21. Bölüm Final

10.6K 546 130
                                    

"Siz soylular bunu yapmaya hakkınız yok! Kral-"Stephen cebindeki cep saatini adama fırlattı..

"Bunu Elyssa'nın evinin önünde düşürmüşsün.. İç yüzünde adının baş harfleri yazıyor.."

"Bunun oraya nasıl gittiğini bilmiyorum! Birileri bana oyun oynuyor!" William hızlı bir şekilde adamın yakasından tutup arkasındaki çalılığa yasladı. Konuştuğunda nefesi adamın kesik nefesleri arasında kayboluyordu.

"Ne olduğunu anlatmak için bir dakikan var, aksi halde yaşamak için de çok vaktin olmayacak.." Stephen adamın saatini manidar bir şekilde açıp konuştu..

"Son otuz saniye Durmond.. Seni orada melekler karşılamayacak.."

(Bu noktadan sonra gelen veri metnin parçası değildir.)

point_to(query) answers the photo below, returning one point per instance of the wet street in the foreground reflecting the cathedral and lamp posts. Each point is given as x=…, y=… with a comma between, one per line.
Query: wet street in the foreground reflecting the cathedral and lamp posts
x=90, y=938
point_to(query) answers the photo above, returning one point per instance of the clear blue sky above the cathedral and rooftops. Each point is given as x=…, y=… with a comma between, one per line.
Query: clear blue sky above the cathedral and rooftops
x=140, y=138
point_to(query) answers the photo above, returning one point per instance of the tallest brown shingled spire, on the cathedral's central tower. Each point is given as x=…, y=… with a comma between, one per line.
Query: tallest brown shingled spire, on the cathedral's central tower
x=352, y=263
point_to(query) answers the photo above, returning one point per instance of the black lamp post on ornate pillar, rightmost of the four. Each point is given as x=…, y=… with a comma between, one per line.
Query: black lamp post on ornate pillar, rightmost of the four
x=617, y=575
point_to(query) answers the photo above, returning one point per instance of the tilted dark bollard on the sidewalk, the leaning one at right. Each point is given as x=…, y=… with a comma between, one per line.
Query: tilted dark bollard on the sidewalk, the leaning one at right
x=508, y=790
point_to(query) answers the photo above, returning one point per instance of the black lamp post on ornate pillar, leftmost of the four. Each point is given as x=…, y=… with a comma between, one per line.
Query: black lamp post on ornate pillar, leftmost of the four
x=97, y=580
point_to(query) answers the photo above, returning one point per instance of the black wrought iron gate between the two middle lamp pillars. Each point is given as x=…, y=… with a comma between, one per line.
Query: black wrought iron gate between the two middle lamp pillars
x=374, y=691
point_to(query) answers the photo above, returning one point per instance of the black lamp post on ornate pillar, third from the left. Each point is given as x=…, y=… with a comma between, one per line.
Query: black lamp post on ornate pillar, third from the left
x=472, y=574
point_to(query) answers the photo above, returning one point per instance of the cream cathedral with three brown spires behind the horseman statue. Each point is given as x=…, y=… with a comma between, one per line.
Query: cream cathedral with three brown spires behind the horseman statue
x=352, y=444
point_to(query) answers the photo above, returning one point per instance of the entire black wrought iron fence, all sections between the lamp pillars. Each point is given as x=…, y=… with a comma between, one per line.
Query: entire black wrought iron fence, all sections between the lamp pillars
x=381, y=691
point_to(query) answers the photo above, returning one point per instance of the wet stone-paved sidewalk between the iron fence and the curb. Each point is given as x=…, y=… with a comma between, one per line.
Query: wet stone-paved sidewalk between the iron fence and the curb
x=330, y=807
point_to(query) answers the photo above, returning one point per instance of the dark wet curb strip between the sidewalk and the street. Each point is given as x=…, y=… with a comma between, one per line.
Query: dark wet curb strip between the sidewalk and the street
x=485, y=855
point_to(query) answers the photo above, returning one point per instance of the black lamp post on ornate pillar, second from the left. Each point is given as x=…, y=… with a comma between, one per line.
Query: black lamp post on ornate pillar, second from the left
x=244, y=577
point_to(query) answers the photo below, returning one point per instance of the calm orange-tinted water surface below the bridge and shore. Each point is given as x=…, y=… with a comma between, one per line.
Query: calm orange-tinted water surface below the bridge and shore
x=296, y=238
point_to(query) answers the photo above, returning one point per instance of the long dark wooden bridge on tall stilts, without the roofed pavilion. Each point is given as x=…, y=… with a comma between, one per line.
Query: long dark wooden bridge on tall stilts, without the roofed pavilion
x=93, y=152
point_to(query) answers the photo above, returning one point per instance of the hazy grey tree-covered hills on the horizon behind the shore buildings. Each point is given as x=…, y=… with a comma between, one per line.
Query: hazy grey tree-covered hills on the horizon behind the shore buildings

"T-Tamam.." William adamın sözlerinden etkilenmişe benzemiyordu.. Ellerini gevşetmeden sormaya devam etti.

"O saat sana mı ait?"

"E-Evet.."

"Elyssa'yı ziyaret ediyor musun?" Adam zorlukla yutkunup gözlerini kapattı. William adamı sarsıp bağırdı.

"Cevap ver!"

"E- Ev- Vet!"

"Elyssa ile yattın mı?"

"Bak ziyaret ediyorum ama-.. Yemin eder-"

"Senin yemininle ilgilenmiyorum Durmond.." Stephen'in arkadan sözünü kesmesiyle genç adam daha da korkmaya başladı. Stephen aldırmadan devam etti. "Bir Dük'ü kandırırsan ne olur biliyor musun Durmond?"

"Bakın ben gerçekten-" William adamın suratına bir yumruk daha inirdi. Adamın bedeni bir saman çuvalını andırırcasına yere yığılırken Stephen sadece kaşlarını kaldırdı. Daha sonra William'a dönüp sordu.

"Jordan'a gidiyoruz değil mi?" William başını olumlu anlamda salladı daha sonra Stephen'e dönüp ekledi. "Judith ve seninle sonra ilgileneceğim"

"Elbette William.." Stephen adamın ayaklarından tutup sürüklerken sırıtıyordu...

********

Mary Havesham'ın uçsuz bucaksız yeşilliklerine bakarken istemsizce karnını okşadı. Ebe muayene ettikten sonra morali biraz olsun düzelmişti. İkiz bebekler... Bunu beklemiyordu. Fakat Jordan'dan hala haber alamıyor oluşu onu üzüyor hatta endişelendiriyordu. Biraz düşündükten sonra Jordan'a bir mektup yazmaya karar verdi. Jordan'a hala kırgındı ama çocukları hakkında bilgi sahibi olmaya hakkı vardı. Mary masanın başına geçip beyaz bir kağıt aldı. Mürekkep kağıtta iz bırakırken Mary artık nasıl hitap etmesi gerektiğini biliyordu...

Majesteleri...

Sizden uzun süredir haber alamadığım için mektup yazmak istedim. Sağlığınız yerindedir umarım. Hamileliğim konusunda sizinle konuşmam gereken önemli bir mesele var. Kısa zaman da görüşmek üzere..

                                                                                                              Mary

Mary yazdığı mektubu Martha'ya verip bahçeye çıktı. Jordan ona kızmış olmalıydı. Düşünceler zihninde aniden belirirken Mary birden hiç olmadığı kadar sinirli hissetti kendini. Haversham'a geldiğinden beri üzgündü. Jordan'ın yaptığı hatayı sindiremiyordu. Oysa onun çoktan gelip onu ziyaret etmesini bekliyordu. Ya da en azından bir not. Belki de metresiyle diye düşündü.. Yüzünde ki ıslaklığın sebebinin öfkeden mi yoksa üzüntüden mi olduğunu fark etmese de Jordan'a bunun hesabını soracaktı. Hormonları onu yeterince dengesiz hale getirmişti. Bahçede ilerlemeye başladı. İstemsizce ayakları onu seraya getirmişti. Mary Londra'dan geldiğinden beri en çok serada zaman geçiriyordu. Toprağa dokunmak iyi geliyordu. Seraya bir düzine değişik çiçek ekmişti. Haversham'ın neredeyse tüm bahçesi çiçeklerle dolmuştu. En çok da kapının girişinden başlayan duvarın üzerinde beyaz kamelyalarla doldurulan yol adeta cennete açılan bir yol gibiydi. Mary eline bir kürek alıp toprağı havalandırmaya başladı. Bir yandan kürekle oyalanırken bir yandan da Jordan'ın şuan ne yapıyor olduğunu düşünüyordu.